Intel Xeon E7-8894 v4 crunches 48 threads at up to 3.4 GHz

Take a break from fantasizing about the purported price-performance ratio of Ryzen to gawp with us at Intel's new Xeon. Designated the Xeon E7-8894 v4, the new chip sports 24 hyper-threaded Broadwell cores that start at 2.4 GHz and can boost all the way up to 3.4 GHz. The chips are designed to drop into servers with up to eight sockets and 24 TB of memory per node, and they're specced for a 165W TDP.

Intel says the E7-8894 v4 is its fastest Xeon E7 processor ever. Specifically, Intel says the E7-8894 v4 is "3.69x faster than the previous generation," although Intel curiously uses the Westmere Xeon E7-8870 as its frame of reference.
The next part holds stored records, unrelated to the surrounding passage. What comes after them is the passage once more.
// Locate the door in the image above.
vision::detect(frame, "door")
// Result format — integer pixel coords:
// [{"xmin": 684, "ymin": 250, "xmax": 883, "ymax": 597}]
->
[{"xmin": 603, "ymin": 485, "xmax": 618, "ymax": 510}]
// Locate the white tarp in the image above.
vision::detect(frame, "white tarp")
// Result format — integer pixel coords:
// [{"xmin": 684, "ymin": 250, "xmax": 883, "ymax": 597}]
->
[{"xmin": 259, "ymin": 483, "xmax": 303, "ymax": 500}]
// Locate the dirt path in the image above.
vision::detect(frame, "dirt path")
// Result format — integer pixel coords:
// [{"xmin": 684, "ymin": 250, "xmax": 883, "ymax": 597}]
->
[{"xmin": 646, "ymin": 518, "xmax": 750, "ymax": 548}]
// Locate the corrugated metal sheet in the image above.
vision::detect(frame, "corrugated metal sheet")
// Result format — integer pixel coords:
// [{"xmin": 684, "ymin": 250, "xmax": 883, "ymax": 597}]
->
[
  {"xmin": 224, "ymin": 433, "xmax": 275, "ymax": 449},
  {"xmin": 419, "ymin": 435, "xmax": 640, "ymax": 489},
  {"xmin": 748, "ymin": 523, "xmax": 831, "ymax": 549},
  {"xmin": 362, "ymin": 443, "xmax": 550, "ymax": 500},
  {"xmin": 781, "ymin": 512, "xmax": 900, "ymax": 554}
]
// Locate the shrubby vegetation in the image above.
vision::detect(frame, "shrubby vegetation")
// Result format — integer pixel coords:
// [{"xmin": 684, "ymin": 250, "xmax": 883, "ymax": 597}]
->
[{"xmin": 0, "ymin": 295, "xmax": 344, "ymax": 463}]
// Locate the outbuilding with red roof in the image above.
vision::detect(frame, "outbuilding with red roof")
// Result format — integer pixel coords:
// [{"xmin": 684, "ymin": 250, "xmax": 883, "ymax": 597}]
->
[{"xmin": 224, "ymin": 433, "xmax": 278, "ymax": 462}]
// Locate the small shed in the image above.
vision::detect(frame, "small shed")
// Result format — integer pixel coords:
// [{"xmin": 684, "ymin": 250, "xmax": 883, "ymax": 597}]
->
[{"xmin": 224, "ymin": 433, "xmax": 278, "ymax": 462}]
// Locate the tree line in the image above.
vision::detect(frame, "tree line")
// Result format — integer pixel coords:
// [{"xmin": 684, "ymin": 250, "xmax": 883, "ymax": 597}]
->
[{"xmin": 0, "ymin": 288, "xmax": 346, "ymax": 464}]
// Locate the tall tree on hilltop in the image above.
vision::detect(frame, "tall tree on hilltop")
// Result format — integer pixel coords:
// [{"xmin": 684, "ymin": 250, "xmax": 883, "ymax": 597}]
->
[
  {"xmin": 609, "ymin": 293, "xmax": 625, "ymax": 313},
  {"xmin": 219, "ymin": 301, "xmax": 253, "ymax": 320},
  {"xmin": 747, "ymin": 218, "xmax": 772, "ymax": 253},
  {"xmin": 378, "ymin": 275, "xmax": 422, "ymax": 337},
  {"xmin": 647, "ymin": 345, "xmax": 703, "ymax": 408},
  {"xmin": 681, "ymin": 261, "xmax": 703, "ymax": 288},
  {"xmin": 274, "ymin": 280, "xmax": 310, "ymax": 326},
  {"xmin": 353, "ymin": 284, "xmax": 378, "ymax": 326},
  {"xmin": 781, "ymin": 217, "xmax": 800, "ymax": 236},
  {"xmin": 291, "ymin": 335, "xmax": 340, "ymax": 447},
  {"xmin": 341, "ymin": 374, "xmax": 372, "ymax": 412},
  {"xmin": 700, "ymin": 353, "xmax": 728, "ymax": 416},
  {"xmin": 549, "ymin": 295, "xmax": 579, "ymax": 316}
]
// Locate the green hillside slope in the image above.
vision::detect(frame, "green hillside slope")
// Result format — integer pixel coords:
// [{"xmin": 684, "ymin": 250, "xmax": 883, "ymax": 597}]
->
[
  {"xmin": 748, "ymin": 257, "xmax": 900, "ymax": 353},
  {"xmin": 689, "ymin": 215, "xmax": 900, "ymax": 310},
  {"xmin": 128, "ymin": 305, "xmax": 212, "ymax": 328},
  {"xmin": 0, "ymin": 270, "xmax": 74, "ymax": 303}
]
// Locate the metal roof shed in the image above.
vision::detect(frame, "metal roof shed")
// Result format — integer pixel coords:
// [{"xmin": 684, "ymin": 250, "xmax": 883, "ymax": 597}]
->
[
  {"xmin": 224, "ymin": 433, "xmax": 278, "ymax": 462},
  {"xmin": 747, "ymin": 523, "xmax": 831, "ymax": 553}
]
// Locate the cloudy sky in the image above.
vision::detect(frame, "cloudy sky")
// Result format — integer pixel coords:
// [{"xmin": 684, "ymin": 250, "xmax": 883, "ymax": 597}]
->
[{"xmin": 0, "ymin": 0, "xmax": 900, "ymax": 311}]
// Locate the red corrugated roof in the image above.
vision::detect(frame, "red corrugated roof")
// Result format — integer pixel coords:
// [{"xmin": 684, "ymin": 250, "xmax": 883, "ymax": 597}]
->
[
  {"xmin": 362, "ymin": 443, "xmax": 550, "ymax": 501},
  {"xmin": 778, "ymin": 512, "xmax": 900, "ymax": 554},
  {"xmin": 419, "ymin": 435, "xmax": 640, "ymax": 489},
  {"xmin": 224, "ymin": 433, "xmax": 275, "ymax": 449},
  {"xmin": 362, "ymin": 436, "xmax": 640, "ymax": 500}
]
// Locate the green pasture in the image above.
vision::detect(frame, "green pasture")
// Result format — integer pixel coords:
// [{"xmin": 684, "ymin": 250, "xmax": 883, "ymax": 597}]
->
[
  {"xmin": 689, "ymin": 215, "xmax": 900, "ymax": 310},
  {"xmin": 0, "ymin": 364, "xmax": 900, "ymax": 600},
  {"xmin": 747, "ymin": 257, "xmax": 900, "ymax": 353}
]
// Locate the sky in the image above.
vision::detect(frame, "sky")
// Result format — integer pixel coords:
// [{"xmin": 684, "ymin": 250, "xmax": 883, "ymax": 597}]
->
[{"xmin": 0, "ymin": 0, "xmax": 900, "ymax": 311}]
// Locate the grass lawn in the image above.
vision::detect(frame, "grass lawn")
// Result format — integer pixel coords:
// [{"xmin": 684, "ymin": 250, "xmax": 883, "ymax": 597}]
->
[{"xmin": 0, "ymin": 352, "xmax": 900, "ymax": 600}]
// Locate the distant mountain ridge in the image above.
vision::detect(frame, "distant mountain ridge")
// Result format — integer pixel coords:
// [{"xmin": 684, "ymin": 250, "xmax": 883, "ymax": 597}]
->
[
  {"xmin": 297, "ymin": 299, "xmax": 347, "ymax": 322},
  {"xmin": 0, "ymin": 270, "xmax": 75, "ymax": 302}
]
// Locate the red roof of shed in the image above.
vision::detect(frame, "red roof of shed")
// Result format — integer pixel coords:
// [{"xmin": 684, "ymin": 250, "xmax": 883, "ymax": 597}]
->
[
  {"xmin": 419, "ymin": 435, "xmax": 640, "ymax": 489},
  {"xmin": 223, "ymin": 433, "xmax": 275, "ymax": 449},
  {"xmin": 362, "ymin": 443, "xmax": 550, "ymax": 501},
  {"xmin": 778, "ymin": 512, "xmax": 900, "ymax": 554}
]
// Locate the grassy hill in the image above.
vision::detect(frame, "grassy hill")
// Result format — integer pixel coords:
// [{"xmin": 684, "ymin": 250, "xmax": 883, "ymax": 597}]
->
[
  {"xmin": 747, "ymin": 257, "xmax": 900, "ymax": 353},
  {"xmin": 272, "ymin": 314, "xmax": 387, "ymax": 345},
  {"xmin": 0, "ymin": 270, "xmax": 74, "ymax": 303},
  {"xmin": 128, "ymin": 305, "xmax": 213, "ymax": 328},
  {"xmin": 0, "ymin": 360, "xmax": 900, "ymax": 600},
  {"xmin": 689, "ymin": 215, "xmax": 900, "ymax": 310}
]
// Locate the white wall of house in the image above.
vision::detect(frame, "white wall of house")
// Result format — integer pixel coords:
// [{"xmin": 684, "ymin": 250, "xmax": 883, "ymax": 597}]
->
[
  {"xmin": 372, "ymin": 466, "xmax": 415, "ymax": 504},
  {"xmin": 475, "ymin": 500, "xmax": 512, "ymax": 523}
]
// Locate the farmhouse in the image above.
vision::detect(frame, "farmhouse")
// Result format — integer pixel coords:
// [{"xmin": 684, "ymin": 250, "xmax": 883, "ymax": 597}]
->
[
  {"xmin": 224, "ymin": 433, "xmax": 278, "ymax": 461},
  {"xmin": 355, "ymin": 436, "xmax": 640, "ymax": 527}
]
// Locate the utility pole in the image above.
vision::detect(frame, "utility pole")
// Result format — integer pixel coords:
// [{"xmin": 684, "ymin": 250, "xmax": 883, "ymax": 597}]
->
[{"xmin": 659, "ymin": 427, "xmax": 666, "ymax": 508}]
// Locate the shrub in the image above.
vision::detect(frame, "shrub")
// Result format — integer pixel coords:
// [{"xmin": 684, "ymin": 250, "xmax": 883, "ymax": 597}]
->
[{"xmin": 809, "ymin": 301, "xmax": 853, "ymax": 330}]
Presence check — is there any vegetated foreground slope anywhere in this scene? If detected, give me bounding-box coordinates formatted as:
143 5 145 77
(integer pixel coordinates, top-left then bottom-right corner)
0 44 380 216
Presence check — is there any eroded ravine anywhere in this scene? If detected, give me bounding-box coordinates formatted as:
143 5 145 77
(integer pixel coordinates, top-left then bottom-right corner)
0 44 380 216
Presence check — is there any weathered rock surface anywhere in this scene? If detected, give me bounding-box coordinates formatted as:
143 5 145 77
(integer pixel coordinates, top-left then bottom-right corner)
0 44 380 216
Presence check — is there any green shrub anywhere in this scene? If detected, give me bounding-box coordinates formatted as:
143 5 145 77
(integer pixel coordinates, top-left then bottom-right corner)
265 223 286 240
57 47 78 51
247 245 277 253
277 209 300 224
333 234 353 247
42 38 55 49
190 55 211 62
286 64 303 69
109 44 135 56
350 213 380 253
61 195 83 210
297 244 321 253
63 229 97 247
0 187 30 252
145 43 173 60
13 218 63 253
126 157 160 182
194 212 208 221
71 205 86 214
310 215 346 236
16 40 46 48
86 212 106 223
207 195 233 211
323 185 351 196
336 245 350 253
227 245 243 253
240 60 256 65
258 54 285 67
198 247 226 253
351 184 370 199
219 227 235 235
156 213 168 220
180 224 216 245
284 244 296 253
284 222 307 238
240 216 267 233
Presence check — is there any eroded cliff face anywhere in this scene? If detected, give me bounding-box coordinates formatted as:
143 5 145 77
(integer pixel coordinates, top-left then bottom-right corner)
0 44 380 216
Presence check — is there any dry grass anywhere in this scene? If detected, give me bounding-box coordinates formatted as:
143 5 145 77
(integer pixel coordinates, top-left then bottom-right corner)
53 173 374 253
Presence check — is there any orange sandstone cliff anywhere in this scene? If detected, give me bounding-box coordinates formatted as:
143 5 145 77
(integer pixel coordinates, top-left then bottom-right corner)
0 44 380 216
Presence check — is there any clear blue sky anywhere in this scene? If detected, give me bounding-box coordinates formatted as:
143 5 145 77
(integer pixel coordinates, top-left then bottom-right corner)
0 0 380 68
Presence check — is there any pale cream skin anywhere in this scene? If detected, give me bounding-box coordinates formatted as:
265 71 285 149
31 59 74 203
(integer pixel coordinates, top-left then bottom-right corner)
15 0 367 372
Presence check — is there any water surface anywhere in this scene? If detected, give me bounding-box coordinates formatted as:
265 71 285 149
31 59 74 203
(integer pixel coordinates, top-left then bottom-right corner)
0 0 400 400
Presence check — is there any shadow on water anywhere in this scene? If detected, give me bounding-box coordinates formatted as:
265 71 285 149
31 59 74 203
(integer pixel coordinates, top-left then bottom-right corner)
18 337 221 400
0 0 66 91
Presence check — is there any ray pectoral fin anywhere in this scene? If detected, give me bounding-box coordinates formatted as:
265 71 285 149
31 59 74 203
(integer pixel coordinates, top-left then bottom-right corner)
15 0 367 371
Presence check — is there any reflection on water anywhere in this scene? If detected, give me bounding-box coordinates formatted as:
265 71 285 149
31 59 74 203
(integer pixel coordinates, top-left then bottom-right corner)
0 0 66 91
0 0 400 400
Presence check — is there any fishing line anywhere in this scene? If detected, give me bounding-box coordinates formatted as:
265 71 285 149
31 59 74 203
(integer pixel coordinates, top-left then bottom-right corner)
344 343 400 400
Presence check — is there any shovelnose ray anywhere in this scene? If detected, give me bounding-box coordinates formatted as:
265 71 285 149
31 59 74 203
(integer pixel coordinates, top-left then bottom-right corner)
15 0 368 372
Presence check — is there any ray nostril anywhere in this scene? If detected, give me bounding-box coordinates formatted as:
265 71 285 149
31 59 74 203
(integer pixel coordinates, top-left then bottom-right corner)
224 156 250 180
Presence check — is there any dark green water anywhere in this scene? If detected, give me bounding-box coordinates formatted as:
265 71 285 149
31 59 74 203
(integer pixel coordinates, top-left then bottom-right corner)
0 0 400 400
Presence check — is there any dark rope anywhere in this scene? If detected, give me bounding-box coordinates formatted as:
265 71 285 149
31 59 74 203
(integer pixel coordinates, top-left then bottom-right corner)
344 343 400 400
That was a ten-core processor running at up to 2.80 GHz, so given the core count and clock rate improvements alone we're more or less at 3.69x.

Further comparisons in the press release are made against the Xeon E7-8890 v3—a Haswell chip with 18 cores and the same 165W TDP as the new processor—which is a much more apt comparison. Against that competition, the new chip's wins are more in the 25-50% range. When we're talking about the kind of massive number-mulching that these chips are capable of, gains like those are still pretty impressive.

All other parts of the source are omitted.